A polêmica ocorrida no encontro de Paris e o livro de Bergson fizeram com que os seguidores de Einstein passassem a ser fortes críticos do filósofo.
O professor destaca que, na segunda edição de Duração e Simultaneidade, Bergson afirmou que havia sido mal interpretado e esclareceu a questão.
Mas os questionamentos relativos ao filósofo continuaram. Estes e outros fatores fizeram sua figura começar a decair.
“De forma geral, considerava-se que Bergson havia perdido a discussão com Einstein”, declarou o professor.
“Em outras palavras, considerava-se que, de alguma forma, a Ciência havia triunfado sobre a Filosofia. E chegou-se a pensar que, se quisermos aprender sobre a natureza do tempo, deveríamos recorrer aos físicos e não aos filósofos.”
Canales garante que o que havia sido transformado em “uma espécie de concorrência entre dois titãs sobre quem tinha autoridade para falar do tempo” terminou no momento em que a Ciência tomou o tema da Filosofia para si.
Paradoxo particular
Na apresentação do prêmio, o presidente do Comitê do Nobel comentou: “Não é nenhum segredo que o famoso filósofo Bergson contestou esta teoria em Paris.”

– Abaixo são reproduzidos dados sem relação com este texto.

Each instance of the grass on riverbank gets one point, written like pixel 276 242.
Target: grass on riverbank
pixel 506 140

Quando era professora na Universidade Harvard, nos Estados Unidos, Jimena Canales escreveu O Físico e o Filósofo. Ela achou fascinante resgatar o encontro entre os dois personagens que não conseguiram conciliar suas visões.
“Bergson continuou pensando da mesma forma e não voltou a fazer comentários públicos sobre Einstein ou sua teoria”, disse a escritora. “Einstein continuou criticando Bergson em cartas que enviou a terceiros.”
Duração e Simultaneidade se tornou uma espécie de “livro ruim” porque “a leitura comum” foi de que Bergson havia se equivocado na sua interpretação da teoria da relatividade e isso, segundo Canales, foi uma visão “simplista demais”.
Aprofundar-se naquele livro foi revelador, bem como ler os escritos do físico.
“Einstein acaba lendo o livro de Bergson e escreve, no seu próprio diário de viagem, que acredita que Bergson entendeu a teoria perfeitamente bem”, explica Canales.
“Como historiadora, eu me surpreendi muitíssimo ao ler a correspondência particular de Einstein, que sua descrição do tempo era muito bergsoniana. Para Einstein, frequentemente faltava o tempo e ele pensava que o tempo passava mais rápido do que ele queria.”
“Fica claro que ele sentia este paradoxo de forma pessoal, muito íntima. Havia questões sobre o tempo que ele não conseguia compreender, nem explicar.”